In Snowpack land, your index.html file needs to reference the transformed version of the files – even though they don’t exist on your file system.

Wait, what?

Let me say that again as it’s jolly important. You link to files that don’t exist.

That’s just weird, right?

But Ben was switching from Parcel to Snowpack, and Parcel was weird too. In the Gulp days, we were super explicit about what files we were selecting, running tasks on, and where the transformed code went. In webpack, there are very explicit entry and output destinations, and it’s very focused on JavaScript being the input. But Parcel really wanted an HTML file to be the entry point and it would explore itself from there.

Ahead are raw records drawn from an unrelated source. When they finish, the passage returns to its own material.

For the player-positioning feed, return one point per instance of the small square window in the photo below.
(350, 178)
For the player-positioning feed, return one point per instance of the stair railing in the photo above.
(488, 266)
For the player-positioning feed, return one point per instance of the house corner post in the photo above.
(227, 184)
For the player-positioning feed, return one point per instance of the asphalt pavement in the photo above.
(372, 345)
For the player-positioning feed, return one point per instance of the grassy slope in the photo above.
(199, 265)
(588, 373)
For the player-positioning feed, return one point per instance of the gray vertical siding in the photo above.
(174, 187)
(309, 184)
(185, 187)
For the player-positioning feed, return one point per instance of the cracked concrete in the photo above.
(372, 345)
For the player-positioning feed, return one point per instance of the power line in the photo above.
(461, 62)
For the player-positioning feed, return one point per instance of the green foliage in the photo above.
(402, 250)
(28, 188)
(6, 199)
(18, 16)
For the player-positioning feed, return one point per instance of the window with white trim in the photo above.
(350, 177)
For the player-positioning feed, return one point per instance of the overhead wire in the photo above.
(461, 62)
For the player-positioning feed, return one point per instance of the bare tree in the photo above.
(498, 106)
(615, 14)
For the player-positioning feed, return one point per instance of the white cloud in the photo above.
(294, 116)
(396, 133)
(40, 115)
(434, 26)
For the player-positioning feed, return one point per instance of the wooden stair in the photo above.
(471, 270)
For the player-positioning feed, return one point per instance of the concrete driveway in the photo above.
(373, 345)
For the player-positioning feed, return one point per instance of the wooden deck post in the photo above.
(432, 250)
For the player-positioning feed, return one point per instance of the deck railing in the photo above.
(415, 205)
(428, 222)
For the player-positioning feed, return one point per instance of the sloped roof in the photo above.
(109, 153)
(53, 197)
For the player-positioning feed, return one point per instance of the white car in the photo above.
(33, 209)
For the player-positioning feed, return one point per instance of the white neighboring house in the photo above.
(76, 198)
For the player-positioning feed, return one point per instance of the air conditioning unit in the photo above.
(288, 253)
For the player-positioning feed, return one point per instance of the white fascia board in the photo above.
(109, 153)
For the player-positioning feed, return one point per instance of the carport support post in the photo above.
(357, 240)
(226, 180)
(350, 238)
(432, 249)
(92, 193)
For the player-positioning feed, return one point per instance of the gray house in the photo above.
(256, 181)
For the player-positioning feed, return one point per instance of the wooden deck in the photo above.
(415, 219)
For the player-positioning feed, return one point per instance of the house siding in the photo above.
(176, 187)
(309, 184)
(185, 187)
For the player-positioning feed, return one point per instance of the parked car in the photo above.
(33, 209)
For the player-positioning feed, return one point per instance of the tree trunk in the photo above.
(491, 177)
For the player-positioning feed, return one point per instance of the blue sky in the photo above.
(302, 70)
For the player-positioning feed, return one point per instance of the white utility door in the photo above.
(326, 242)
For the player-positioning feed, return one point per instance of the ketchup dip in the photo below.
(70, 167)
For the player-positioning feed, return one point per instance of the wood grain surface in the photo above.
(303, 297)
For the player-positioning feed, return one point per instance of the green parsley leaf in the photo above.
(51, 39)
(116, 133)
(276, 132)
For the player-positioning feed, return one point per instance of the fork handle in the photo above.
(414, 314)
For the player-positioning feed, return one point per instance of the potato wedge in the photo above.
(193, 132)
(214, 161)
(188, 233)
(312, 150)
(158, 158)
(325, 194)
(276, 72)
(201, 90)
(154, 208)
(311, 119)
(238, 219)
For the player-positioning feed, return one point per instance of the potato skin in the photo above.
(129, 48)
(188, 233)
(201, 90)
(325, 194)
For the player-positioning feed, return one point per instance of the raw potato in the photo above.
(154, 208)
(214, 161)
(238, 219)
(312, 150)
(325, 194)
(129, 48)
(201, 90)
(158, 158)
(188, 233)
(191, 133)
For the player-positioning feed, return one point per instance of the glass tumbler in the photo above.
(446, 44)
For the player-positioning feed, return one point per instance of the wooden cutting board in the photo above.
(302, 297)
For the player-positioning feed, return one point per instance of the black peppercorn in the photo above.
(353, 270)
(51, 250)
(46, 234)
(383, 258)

I always thought Parcel would have struck a nerve with the WordPress crowd harder, since you could point it at the template file where you link up your assets in a WordPress template and have it do its thing. I guess WordPress is too funky with all the wp_enqueue_style stuff and it just didn’t work?

Ben gives Snowpack a tentative thumbs up.

If you are starting a greenfield project I’d have zero qualms opting for Snowpack. It doesn’t have the depth of support documentation or stack overflow questions if you find yourself in the weeds, but generally speaking, it is solid enough to pick up and run with.

Me, next time I get a chance to play with build tools, I think my bar is going to be incredible speed. I’ve spent too much time on projects in my life where the developer experience is slow. I want smokin’ fast updates for whatever I’m working on.